Комната ее была душистая от всяких женских запахов: духов, мыла, кремов, которыми любила себя натирать и душиться Нюраха, но его волновал всегдашний ее запах. Это запах свежести, даже сырых промытых камешков, молодой речной прохлады. Может, потому, что она всегда полоскала в ключе белье, может, еще отчего. Но он слышал этот запах, пробивавший всю эту пряную дрянь, горячо витавшую в воздухе.
– Речкой от тебя пахнет, – вздохнул он.
– Че-го?
Он хотел ей сказать, что бывают бабы жаркие и жирные, как земля в июле, а бывают, как огонь, а она, Нюраха его, что речушка чистая… Но вовремя остановился. За такие познания он вполне мог в лоб схлопотать, а ему вовсе не этого хотелось…
Снилось ему что-то молодое, легкое. Он несколько раз просыпался утром и, открыв глаза, узнавал знакомые силуэты своей комнаты, услыхав отдаленное дыхание жены, блаженно улыбался и тут же возвращался в то счастливое, что щедро дарила ему эта ночь. Утром он услышал ее зевок и проснулся готовно и радостно.
– Нюра, че снилось? – спросил он.
Нюраха молчала.
«Опять…» – подумал он и выглянул в окно. Рассвело, но солнца еще не было. Рябинка стыла, вся усыпанная крупным жемчугом недавнего дождя. Капли застыли и на протянутой веревке для белья, и на спинке старого стула, валявшегося на траве, прошлогодней и рыжей, которую по утрам все еще била изморозь.
– Пойду, – сказала Нюраха, – проверю навоз. Таскают, падлы, навоз. Давеча бежит старуха Матрена с ведром и – к моей куче, а я встала и стою. Увидала меня – и по дороге навоз собирать.
– Она по дороге и собирает. Напридумываешь на людей. Ну кто ночью за твоим гамном полезет?!

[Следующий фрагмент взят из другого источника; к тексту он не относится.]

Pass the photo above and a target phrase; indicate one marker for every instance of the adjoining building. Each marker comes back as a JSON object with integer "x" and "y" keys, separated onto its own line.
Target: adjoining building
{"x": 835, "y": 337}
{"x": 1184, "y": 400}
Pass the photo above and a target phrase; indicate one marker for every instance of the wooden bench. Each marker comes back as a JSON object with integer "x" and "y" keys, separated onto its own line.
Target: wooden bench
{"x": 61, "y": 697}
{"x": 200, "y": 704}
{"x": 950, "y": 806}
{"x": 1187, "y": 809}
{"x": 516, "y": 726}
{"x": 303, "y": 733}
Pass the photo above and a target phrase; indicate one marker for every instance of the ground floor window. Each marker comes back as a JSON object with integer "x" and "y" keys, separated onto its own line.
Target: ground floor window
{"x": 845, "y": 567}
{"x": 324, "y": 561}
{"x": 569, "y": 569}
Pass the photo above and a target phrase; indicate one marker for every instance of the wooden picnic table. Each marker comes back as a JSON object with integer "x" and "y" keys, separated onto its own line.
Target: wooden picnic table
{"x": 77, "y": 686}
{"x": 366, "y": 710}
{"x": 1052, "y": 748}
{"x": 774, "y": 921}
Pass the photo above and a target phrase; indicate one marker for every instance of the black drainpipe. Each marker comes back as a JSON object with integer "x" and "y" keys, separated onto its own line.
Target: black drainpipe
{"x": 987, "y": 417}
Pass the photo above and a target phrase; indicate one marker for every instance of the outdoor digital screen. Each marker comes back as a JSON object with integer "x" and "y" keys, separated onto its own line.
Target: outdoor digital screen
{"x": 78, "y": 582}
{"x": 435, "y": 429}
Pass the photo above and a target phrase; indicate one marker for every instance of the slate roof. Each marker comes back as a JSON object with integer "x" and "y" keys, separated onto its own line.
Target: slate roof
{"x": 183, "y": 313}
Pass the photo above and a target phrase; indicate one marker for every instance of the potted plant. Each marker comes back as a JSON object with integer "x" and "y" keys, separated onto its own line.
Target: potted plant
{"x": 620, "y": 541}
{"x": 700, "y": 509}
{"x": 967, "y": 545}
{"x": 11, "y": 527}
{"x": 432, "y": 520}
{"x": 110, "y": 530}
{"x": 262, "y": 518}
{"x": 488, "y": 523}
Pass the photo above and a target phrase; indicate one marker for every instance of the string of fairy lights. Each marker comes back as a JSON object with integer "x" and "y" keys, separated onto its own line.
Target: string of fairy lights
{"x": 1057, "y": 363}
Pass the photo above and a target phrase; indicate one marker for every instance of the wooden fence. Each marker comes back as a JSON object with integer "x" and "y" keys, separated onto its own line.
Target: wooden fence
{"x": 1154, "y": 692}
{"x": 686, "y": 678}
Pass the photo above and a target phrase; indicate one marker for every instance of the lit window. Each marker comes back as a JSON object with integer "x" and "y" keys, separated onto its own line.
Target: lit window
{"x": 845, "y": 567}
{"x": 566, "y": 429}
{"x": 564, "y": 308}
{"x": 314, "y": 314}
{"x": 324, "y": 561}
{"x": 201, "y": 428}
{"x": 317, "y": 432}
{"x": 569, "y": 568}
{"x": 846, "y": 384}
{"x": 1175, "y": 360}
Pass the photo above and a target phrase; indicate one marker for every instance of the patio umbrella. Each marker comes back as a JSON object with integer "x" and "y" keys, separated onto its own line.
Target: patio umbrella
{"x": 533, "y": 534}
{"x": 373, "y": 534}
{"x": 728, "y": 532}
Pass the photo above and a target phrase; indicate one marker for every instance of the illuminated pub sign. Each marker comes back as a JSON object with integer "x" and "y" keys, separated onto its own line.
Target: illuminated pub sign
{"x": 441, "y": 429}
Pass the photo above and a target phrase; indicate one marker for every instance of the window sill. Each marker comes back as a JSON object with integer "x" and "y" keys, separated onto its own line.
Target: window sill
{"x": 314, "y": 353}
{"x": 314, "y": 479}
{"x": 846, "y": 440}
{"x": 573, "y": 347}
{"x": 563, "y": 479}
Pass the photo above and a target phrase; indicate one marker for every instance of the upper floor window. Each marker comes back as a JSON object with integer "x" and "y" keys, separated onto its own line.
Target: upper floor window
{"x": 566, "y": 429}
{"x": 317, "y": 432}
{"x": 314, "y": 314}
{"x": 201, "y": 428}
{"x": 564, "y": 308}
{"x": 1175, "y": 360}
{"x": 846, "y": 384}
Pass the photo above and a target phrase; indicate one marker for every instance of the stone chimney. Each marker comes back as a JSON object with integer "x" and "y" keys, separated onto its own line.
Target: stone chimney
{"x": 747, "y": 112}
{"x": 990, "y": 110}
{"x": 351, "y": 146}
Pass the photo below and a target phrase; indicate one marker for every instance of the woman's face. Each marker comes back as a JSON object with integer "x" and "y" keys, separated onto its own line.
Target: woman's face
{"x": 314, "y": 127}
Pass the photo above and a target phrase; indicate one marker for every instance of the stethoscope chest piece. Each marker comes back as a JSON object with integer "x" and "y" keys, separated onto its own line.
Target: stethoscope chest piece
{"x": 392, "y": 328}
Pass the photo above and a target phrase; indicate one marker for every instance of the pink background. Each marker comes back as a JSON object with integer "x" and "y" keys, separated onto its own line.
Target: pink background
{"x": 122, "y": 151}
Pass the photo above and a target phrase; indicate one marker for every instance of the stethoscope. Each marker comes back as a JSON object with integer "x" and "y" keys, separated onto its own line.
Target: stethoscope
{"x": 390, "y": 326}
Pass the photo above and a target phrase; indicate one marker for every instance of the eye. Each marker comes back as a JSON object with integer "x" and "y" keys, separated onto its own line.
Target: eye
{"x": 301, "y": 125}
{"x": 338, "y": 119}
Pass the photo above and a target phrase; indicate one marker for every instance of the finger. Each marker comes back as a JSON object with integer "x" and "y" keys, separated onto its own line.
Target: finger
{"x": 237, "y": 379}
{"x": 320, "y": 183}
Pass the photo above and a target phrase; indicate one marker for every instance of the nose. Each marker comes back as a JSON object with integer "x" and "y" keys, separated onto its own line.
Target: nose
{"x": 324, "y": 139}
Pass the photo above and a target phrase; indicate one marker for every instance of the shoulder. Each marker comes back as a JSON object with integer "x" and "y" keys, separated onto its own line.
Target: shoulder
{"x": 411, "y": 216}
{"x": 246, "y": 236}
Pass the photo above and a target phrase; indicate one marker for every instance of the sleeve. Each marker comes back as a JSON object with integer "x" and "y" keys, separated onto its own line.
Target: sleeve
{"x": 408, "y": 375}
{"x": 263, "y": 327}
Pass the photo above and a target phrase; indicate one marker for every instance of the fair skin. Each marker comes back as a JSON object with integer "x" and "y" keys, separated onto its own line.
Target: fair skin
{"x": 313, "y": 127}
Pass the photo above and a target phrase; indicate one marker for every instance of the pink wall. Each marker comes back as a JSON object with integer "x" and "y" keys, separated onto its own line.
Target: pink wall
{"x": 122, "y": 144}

– Я за это гамно пенсию свою отдала, – ответила Нюраха, зевая за перегородкой, скрипя пружинами кровати и шурша юбками.
– Да полежи ты, дуреха.
– У тебя для меня только «дура» да «дуреха», а другого имени нету, – говорила она уже на кухне добродушно.
Потом раздался густой зев открывающейся двери, и Петр Матвеич стал смотреть в окно, как она проходит по ограде, запахивая на себе старую его телогрейку, чуть согнувшись, глядя в землю и что-то бормоча про себя; за ней, помахивая хвостом, плетется Кабыздошка, и у обоих какое-то одинаковое, одинокое и понимающее выражение в глазах. Возвращалась она не сразу, шла с криком, на ходу пнув таз на траве. Петр Матвеич настороженно приготовился.
– Ну, – яростно наступила она с порога. – И когда ты сдохнешь?! Навязался же ты на мою голову! Чего ты лежишь?!
– Ну, че, чего ты? Говно твое, что ли, уперли?! Чего разошлася?
– Нет, я тебя спрашиваю. Ты сдохнешь когда-нибудь?
– Ну, сдохну, сдохну! Чего тебе?
– Ничего, старый хрычара! Зарезал ты меня. Без ножа. Ещо лето не началось, ты меня уже без огурцов оставил. Не видать тебе, козел, огурчика зимою.
– Нюрк.
– Вот те и «Нюрк»! Нажрался на халяву-то! Увидал юбку помоложе и провались земля и небо, я на кочке буду жить. Поживи теперь, а я завяжу глаза да в лес пойду.
Тут только Петр Матвеич вспомнил, что вчера он, постояв в огороде, вернулся домой, не закрыв парники с огурцами.
– Я за семенами в город моталась. Два дня потратила. А денег сколь извела. Пакет – десятка. Там в пакетике пять семечек. Погубил, погубил меня, петушина гребанная. Жизнь погубил мою. А я на них ночь смотрела и не ведала, что гибнут они, росточечки мои.
– Вчера только посадила, уже росточечки! – Петр Матвеич пожалел, что огрызнулся. Голос супруги как-то разом вскипел.
– Тебе, конечно, ничего не жаль. Ты залил зенки – и хоть бы хрен по деревне… Увидал бабу стриженую – и давай скакать, как Боря Ельцин! Козлище ты поганое. Вражина ты мой! Всю память потерял вокруг этой бесстыжей.